Handling Sites With Insanely Large Sitemaps
I was examining a particular site earlier this week. It had a very large sitemap. "How large is large?", I hear you ask.
The site I was examining had a single index listing 1396 sitemaps, each listing about 8,000 URLs. That's about 11 million URLs.
This particular site also had an interesting property: it was very slow. When a slow site serves a single web page it may take some seconds longer than you expect.
When a slow site is so slow that it times out serving a single sitemap and when the site has 1396 sitemaps to give you, you end up waiting around a long time.
Each request to retrieve each sitemap is given 30 seconds to go about it. This is more than enough time for the majority of sites and includes plenty of waiting time for any regularly-slow site.
But for a site with 1396 sitemaps each timing out after 30 seconds, you have to wait 1396 * 30 seconds to finish the process of retrieving the full sitemap from which to gather URLs to be tested.
1396 * 30 seconds might sound like a while but it's hard to fully appreciate as we don't normally encounter large amounts of seconds.
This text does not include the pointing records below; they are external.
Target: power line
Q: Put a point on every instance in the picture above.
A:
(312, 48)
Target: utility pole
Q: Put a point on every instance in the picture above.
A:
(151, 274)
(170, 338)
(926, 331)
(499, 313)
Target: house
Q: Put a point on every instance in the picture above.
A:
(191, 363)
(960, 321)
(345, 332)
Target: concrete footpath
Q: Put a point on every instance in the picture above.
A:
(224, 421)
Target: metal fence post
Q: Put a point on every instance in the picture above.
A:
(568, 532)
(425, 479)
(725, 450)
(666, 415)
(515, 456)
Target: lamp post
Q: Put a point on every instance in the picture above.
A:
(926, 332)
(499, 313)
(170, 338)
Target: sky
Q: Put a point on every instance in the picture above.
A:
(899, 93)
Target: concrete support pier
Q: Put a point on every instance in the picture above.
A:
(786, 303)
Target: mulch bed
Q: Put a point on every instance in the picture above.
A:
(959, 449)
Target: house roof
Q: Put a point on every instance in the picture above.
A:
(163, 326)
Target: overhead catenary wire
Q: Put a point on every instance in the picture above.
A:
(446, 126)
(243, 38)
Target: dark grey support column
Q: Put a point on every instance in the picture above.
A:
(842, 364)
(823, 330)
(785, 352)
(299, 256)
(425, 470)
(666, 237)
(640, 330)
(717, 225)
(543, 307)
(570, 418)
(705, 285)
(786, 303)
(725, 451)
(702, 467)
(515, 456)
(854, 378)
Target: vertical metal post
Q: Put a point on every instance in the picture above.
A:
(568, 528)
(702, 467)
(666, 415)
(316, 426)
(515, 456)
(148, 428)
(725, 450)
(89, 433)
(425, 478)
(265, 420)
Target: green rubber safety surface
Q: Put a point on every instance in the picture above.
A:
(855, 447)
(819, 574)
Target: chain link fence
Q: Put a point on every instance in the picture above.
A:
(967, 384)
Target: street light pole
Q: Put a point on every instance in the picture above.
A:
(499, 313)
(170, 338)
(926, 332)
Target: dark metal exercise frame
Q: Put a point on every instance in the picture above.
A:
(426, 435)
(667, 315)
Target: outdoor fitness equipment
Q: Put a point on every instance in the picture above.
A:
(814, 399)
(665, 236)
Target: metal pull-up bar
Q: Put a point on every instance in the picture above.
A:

It seems long, but how long? It's about 11 hours, that's how long.
Even if the production server didn't have a background process that periodically killed off long-running processes that were stuck collecting sitemaps, I can't imagine you'd sit around waiting 11 hours for your test to start. Personally, I'd definitely give up after 5 hours.
The ability to specify a timeout value for a HTTP request is pretty universal and certainly available to, and most likely used by, any application that uses cURL in the background to handle HTTP communication.
In this case that wasn't helping. I could reduce the timeout per HTTP request from 30 seconds to 1 second. I'd then only have to wait about 20 minutes to fail to retrieve a very large collection of sitemaps.
Well, that's not going to work. 20 minutes is still about 19 minutes longer than I'd like. And then there would be a problem with regularly-slow sites that spent a whole 2 seconds to serve up their sitemaps.
I then hit upon the so-obvious-why-didn't-I-think-of-it-before solution of specifying a timeout to be applied to a collection of HTTP requests instead of just one.
Every site now has a full 60 seconds for the full sitemap to be retrieved. It your site has 1396 large sitemaps and isn't slow and serves them up at a rate of 1 per second, the first 60 would be retrieved and the rest would be ignored.
Not all the URLs of such a site would be discovered, but a lot would, certainly enough to give you a good idea of the overall quality of your site once all the tests you selected had finished.
There is now definitely no site that cannot be tested. Updates will follow as soon as I found out that this is not true.